秦渊来辞行,一语惊人,堵得妃暄都无话可说。
第五次,便是在昨日的乐游原了,他竟是以无敌之姿横扫了当世几乎所有的绝顶高手,坐稳了天下第一的宝座。
今日,便是第六次,素来在外人面前清冷孤傲的她,竟是趴在他怀里哭得稀里哗啦,展露出了自己最脆弱的一面。
似乎第三次见面分别,秦渊和妃暄北上洛阳之后,那道修长挺拔的身影,那张清俊绝伦的面庞,就已越来越频繁被她想起,而后悄然填满了她的心。
此番听闻长安论道的消息,她便毫不犹豫地离开蜀郡,来到了长安。
她来这里,不是为了观看什么论道,只是想见见他。
她不想只当他的朋友,也不想只当他的知己。
「青璇?」
见石青璇不出声,秦渊靠近半步,身躯几乎要和石青璇贴靠在了一起。
石青璇霍然惊醒,下意识地后退半步,脊背却已是抵住了后面的桥栏。
「青璇————青璇————」石青璇有些慌张地支支吾吾,说不出个所以然来。
「不过是朋友?」
秦渊又向前半步,几乎将她圈在了桥栏与自己之间,声音中似透着一股魔力:「可我不想与青璇只做朋友,怎么办?」
石青璇只觉脑中一片空白。
下意识地想要后退,却已无路可退,只能擡眼望着秦渊,心跳快得似要从喉咙里蹦跳而出。
「公子,你————你莫要欺人太甚。
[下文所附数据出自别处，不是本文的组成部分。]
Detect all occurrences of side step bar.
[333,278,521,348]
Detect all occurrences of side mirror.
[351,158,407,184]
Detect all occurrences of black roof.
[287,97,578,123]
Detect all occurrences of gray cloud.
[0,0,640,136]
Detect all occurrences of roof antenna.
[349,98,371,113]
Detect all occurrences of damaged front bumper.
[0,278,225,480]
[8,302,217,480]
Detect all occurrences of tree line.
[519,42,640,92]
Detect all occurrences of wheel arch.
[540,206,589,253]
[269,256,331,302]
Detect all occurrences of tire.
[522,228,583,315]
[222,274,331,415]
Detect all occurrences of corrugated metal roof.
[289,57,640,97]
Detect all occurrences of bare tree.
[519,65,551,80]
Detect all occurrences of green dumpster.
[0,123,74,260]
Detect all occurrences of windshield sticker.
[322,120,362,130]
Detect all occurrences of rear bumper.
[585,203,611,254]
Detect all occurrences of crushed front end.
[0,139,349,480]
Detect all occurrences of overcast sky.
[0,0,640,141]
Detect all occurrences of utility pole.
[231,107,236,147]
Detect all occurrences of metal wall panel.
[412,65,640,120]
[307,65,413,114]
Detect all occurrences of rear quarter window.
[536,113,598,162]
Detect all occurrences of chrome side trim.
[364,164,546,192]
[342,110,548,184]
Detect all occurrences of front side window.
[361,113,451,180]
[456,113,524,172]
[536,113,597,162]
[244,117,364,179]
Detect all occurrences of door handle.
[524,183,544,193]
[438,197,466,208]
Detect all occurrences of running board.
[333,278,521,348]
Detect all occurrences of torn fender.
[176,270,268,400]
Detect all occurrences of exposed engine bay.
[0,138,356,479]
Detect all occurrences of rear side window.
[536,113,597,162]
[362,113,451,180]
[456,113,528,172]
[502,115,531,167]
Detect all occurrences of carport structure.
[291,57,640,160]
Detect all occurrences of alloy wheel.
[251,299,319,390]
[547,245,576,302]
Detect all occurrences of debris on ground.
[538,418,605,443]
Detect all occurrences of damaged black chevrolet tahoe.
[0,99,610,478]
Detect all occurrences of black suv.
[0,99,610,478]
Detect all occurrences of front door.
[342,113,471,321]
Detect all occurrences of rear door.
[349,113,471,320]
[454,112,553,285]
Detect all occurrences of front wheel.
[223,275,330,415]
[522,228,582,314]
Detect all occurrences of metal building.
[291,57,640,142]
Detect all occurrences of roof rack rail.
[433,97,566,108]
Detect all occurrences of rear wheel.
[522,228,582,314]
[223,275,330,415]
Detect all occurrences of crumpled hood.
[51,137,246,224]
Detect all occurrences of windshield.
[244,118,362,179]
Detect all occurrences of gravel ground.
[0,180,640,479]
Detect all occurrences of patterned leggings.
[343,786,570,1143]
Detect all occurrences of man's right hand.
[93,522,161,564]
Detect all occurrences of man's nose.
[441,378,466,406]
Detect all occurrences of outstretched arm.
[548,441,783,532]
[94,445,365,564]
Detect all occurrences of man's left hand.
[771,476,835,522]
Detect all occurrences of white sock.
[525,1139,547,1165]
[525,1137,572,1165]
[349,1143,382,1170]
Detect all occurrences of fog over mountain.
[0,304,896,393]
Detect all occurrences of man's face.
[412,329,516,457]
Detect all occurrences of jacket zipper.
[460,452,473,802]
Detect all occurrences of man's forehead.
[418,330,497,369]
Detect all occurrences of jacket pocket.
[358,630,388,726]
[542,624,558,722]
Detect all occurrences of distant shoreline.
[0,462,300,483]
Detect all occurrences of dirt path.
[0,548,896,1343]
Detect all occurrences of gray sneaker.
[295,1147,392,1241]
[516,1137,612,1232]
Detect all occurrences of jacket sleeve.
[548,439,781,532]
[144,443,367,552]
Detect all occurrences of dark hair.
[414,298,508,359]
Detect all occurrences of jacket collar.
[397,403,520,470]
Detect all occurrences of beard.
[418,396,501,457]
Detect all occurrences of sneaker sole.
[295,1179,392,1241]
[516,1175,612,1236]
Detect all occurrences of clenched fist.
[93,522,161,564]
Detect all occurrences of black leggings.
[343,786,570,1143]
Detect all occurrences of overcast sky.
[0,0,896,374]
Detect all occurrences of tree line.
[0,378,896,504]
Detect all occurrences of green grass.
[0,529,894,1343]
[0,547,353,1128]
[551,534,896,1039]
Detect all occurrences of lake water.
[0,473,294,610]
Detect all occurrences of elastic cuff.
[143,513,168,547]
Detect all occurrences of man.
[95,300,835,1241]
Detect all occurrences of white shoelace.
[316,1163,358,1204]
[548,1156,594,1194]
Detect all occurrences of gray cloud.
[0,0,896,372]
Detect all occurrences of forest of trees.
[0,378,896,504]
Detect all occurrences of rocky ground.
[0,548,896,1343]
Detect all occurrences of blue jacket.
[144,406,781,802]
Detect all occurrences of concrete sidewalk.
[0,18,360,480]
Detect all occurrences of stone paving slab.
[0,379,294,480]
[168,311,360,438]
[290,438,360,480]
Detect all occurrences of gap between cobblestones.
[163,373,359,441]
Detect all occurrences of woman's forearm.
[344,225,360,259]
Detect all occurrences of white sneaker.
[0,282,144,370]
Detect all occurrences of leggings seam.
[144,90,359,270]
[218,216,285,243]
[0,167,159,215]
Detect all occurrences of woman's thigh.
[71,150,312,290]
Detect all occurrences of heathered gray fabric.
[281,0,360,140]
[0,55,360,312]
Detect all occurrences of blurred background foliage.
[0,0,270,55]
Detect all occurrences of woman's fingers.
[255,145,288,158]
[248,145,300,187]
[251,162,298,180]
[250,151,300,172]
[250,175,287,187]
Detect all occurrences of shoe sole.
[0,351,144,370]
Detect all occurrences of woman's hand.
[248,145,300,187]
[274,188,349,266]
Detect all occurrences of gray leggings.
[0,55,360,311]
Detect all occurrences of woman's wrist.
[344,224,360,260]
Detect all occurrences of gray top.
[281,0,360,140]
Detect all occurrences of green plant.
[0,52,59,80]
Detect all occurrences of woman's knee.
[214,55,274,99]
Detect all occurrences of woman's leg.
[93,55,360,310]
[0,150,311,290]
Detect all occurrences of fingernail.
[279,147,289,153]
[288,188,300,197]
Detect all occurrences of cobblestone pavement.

」石青璇声音软糯,带着一丝连自己都未曾察觉的娇嗔。
秦渊轻笑一声,伸手揽住了石青璇盈盈一握的纤柔腰肢,:「我欺你了吗?」
石青璇娇躯一僵,呼吸一窒,继而,手有些发抖,腿也有些发软。
虽说之前也有过这般亲密的接触,可那时她正沉浸于悲伤之中,并无太大感觉。
而此刻,意识清明,不论是腰上,还是胸腹之间的感触,都似放大了无数倍。
「公子————请自重。」
石青璇眼神有些躲闪,声音颤得厉害,却不知是在拒绝还是在邀请。
秦渊低头看着她,那张清丽脱俗的面庞,这个时候已是红得似要滴出血来。
睫毛微微颤动,宛如蝶翼轻扇,那双清澄的美眸,则像是蒙上了一层水雾,迷离动人。
秦渊忽地一笑,擡起手,落在她假鼻上,轻轻一捏一提,便将它摘了下来。